Quando for possível, quer dizer sem perigo para a vida e integridade corporal dos membros das forças policiais, elas são obrigadas a prestarem os primeiros socorros as vítimas dos incidentes tácticos e operativos decorridos nas suas operações
5º Principio da responsabilidade (ou controle posterior).
Após o uso da força e de armas de fogo policiais- exige-se a prestação de contas, para o conhecimento e avaliação superior do que sucedeu: as circunstâncias (meio ambiente), as causas, o modus operandi, os agentes implicados e as vítimas.
Caso seja apurado ter havido excessos ou o uso abusivo da força, os seus autores (membros da Polícia) serão responsabilizados pelos actos praticados, por que de harmonia com o artigo 23º da Constituição da República de Angola “todos os cidadãos são iguais perante a lei”.
Mais caso tenham agido de acordo com a lei, são elogiados pela exemplar conduta de proteger a vida e a integridade os cidadãos, que estavam em perigo, bem como os seus bens e as instituições do Estado, contra os actos criminosos.
Consta do preâmbulo do documento em análise, que as Nações Unidas recomendam aos Estados: “os Princípios Básicos para acção e aplicação a nível nacional, regional e sub-regional, tendo em conta a necessidade do reforço da protecção dos direitos humanos e as tradições políticas, económicas, sociais e culturais de cada país.

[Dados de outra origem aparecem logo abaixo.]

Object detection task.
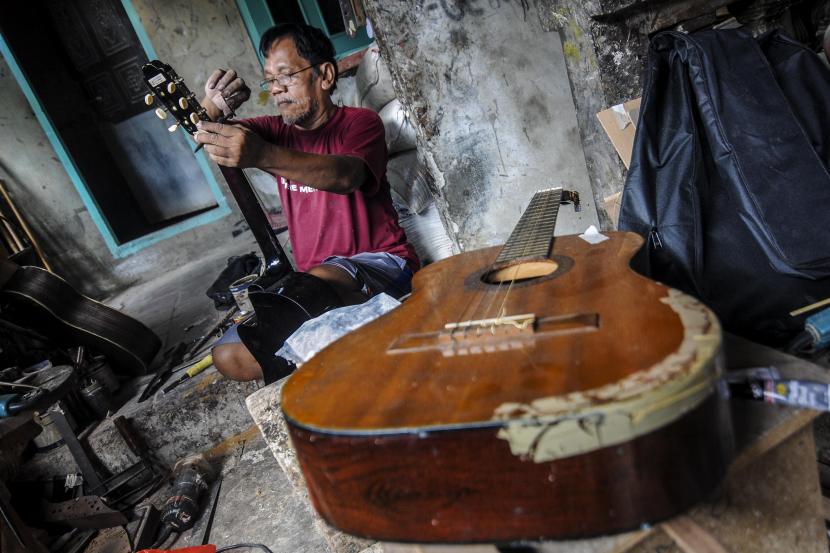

Conforme preceitua o respectivo estatuto orgânico “A Polícia Nacional, rege-se pelo:” Constituição da República de Angola, pelo presente Estatuto, pela legislação aplicável à natureza das suas atribuições, bem como pelas convenções internacionais de que Angola seja parte” (artigo 2º, nº 7, Estatuto Orgânico da Policial Nacional)”
CONCLUSÕES
As conclusões apresentadas no presente artigo científico, reflectem a adesão de Angola a uma abordagem jurídica sólida e progressista, fundamentada na Constituição, nas leis internas e nos tratados internacionais ratificados.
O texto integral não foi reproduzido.